Nous pourrions rendre compte de ce mouvement de la pensée, mouvement proprement dialectique, en nous référant à Hegel. En effet, celui-ci, traitant de l'histoire de la conscience, part de la situation première de l'homme : il est, comme tout étant, celui qui vit à la manière des choses, des animaux, etc., dans l'immédiateté, il a une existence en-soi. De cette situation, il doit s 'extirper. La pensée doit sortir le soi de soi, elle doit l'arracher à son simple être-en-soi : elle est elle-même un tel arrachement, elle est la parole dans laquelle le penser se sort de lui-même et s'expose.
Il faut briser l'épaisseur compacte de la simple subsistance, que ce soit celle de la pierre, de l'arbre, celle du moi, celle du tout.

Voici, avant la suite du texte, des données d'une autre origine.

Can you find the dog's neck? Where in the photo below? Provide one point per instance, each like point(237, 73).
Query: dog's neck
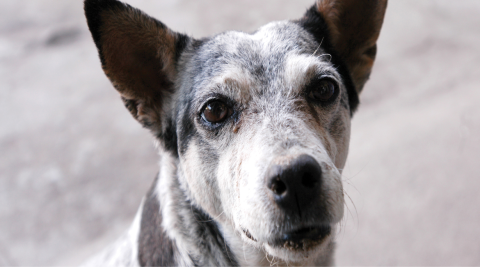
point(175, 232)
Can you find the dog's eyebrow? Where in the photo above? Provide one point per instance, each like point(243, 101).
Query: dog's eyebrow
point(234, 83)
point(301, 69)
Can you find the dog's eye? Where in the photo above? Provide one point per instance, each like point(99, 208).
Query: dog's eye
point(216, 111)
point(323, 90)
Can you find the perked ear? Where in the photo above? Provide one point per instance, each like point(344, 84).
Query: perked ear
point(138, 55)
point(354, 26)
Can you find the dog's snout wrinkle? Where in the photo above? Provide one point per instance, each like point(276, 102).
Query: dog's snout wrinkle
point(295, 185)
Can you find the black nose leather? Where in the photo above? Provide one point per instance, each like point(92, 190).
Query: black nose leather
point(296, 185)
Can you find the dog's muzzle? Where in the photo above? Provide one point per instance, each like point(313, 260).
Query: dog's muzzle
point(296, 185)
point(295, 188)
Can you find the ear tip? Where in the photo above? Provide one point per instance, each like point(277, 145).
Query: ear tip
point(94, 7)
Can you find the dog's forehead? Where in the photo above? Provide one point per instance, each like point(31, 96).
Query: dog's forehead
point(279, 52)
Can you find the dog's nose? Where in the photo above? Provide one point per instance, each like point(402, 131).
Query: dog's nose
point(296, 185)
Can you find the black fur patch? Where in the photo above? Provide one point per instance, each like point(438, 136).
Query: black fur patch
point(93, 9)
point(154, 247)
point(314, 23)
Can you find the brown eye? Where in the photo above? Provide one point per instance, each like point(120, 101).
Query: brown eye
point(322, 90)
point(216, 111)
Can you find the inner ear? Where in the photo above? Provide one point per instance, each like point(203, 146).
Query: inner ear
point(353, 27)
point(138, 54)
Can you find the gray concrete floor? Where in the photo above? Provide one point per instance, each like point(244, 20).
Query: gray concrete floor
point(74, 164)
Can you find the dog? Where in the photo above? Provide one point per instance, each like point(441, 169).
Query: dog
point(252, 128)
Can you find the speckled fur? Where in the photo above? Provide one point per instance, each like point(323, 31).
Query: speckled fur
point(209, 204)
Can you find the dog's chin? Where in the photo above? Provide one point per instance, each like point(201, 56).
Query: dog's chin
point(295, 246)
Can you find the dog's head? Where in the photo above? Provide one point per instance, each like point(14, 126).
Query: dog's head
point(260, 122)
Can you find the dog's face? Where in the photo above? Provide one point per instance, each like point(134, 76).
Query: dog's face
point(260, 122)
point(269, 105)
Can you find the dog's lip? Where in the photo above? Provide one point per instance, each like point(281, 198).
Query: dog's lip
point(310, 233)
point(247, 234)
point(303, 238)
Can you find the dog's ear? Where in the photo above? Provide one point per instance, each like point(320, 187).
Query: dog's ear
point(353, 28)
point(138, 55)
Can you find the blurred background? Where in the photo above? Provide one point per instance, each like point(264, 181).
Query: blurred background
point(74, 165)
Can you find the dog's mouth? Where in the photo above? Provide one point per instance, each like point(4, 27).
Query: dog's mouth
point(304, 238)
point(300, 239)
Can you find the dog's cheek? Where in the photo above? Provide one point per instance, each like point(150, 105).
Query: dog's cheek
point(198, 167)
point(340, 135)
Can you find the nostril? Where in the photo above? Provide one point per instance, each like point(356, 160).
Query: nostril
point(278, 186)
point(309, 180)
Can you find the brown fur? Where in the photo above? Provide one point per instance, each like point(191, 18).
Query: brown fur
point(356, 45)
point(144, 72)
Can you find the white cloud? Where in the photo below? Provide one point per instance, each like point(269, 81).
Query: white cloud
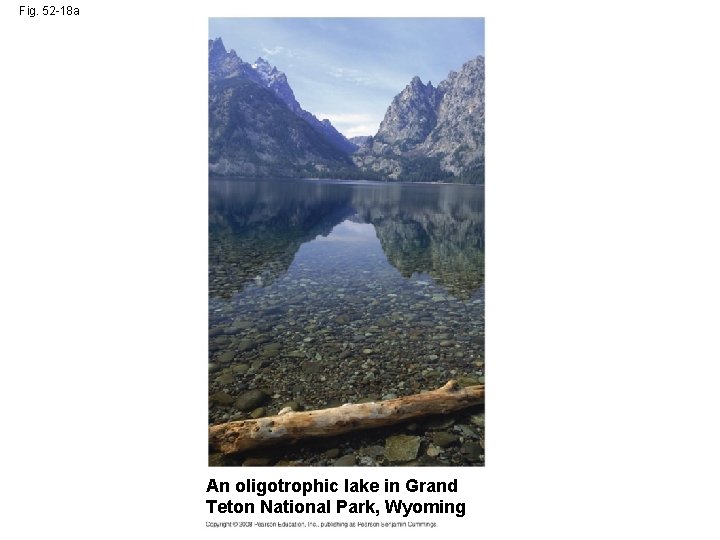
point(353, 124)
point(353, 75)
point(274, 51)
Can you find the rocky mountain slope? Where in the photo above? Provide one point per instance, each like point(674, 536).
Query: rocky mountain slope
point(257, 127)
point(432, 131)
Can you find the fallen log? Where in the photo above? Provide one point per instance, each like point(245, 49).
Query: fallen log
point(241, 435)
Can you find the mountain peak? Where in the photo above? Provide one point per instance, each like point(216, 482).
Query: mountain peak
point(216, 47)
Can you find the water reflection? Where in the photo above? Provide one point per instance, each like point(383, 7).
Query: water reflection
point(257, 229)
point(326, 293)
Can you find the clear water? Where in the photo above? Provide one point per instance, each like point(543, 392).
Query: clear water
point(330, 292)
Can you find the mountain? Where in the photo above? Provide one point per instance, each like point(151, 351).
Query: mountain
point(257, 127)
point(432, 132)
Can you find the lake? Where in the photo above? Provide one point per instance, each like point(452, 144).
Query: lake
point(324, 292)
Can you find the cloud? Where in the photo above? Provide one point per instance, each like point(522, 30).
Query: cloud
point(277, 50)
point(353, 124)
point(352, 75)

La subsistance qui se présente comme un premier principe, ou comme un point de départ, n'est en fait qu'un dépôt de la manifestation en son mouvement : un dépôt dans l'être, et un repos dans la pensée. Dissoudre ce dépôt et réveiller ce repos sont la tâche de la pensée, parce que c'est ainsi qu'elle pénètre le mouvement. Il y a là une brisure qui se dessine dans cette résolution qui apporte l'inquiétude. La séparation qu'est en soi la manifestation de soi comme conscience, la démarche vers la conscience de soi –soit ce que Hegel appelle le pour-soi- est chaque fois épreuve singulière. Comme telle, elle est douleur. La douleur –ou le malheur- n'est pas l'universelle séparation, elle n'est pas la douleur d'un grand drame cosmique où tous les êtres seraient emportés et dans lequel, en fin de compte, un sujet universel jouirait du malheur universel. La douleur est précisément l'élément de la singularité de la séparation : car c'est à la singularité et comme singularité que celle-ci advient. Elle advient comme l'altération de sa subsistance, et ainsi comme son soi réveillé dans son altérité : déchirure. Eprouver la douleur est donc s'éprouver singulier : « Plus une nature est élevée, plus elle ressent le malheur 2 » nous dit Hegel dans une formule qui n'est pas sans rappeler celle qui nous occupe. Dans le malheur, je suis sujet, sentiment de moi. A même le malheur, à même mon malheur, je me reconnais séparé et fini, fermé, réduit ou réductible au point même de ma douleur.3 Se savoir tel, ce n'est pas un savoir abstrait, c'est être, concrètement, devant l'insuffisance et l'incomplétude de soi, et par ce manque lui-même être dans le rapport à l'autre, à tout l'autre et à tous les autres dont je manque : c'est déjà être dans le mouvement, c'est devenir. C'est devenir infiniment, jusqu'à la mort aussi bien que jusqu'à la joie. « Un être capable d'avoir en lui la contradiction de soi-même et de la supporter, c'est le sujet –et c'est là ce qui fait son infinité4 » Il s'agit donc de devenir et non pas de rester à un état de passivité, paralysé. Il s'agit de faire advenir le sens, de tenter de conjoindre deux sens opposés, de conserver la chose en l'élevant. Là, on atteint la grandeur. On quitte le désespoir, on le surmonte. « Pensée fait la grandeur de l'homme »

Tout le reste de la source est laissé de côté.